When the Park Agency set up shop four decades ago, it was generally agreed that the best way to preserve open space and wildlife habitat was to do one of two things. As the APA plan stipulates in its guidelines for backcountry land: “Residential development [should occur only] on substantial acreages OR in small clusters on carefully selected and well designed sites.” Since then, however, the thinking has evolved.  Fragmenting land into “substantial acreages” has been largely discredited in favor of clustering (or concentrating) development to preserve most of the property in contiguous, intact open space. The key words are contiguous and intact. Conservation science recognizes that the spatial pattern of development is at least as important as the density of development.
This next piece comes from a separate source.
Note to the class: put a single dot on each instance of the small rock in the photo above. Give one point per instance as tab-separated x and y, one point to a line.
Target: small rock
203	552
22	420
In this view, the great camp lots of the ACR project represent a classic example of how NOT to treat open space. This is now seen as “rural sprawl” that needlessly disturbs the natural surroundings, alters species behavior and composition, increases human-wildlife conflicts, and undermines the open-space character of the Adirondack Park.

Rural developers like ACR continue to argue that large lots are the best way to preserve a natural landscape. “We agreed that the buildings on each of the 24 eastern great camp lots would be located within a 3-acre building area,” they explain. “Therefore, development is restricted to about 80 of the project’s easternmost 3,300 acres” and “approximately 86 percent of our 6,235 acres is designed as open space.”

The problem is that this open space will be severely compromised by roads, driveways, houses, guest accommodations, garages, cars, pets, and human activities. Studies show that each dwelling in a forested area has an ecological-effect zone that extends far beyond the immediate disturbed area of the site. For birds, the impact can extend for 30 acres and for small mammals such as marten, fisher and fox, up to 39 acres.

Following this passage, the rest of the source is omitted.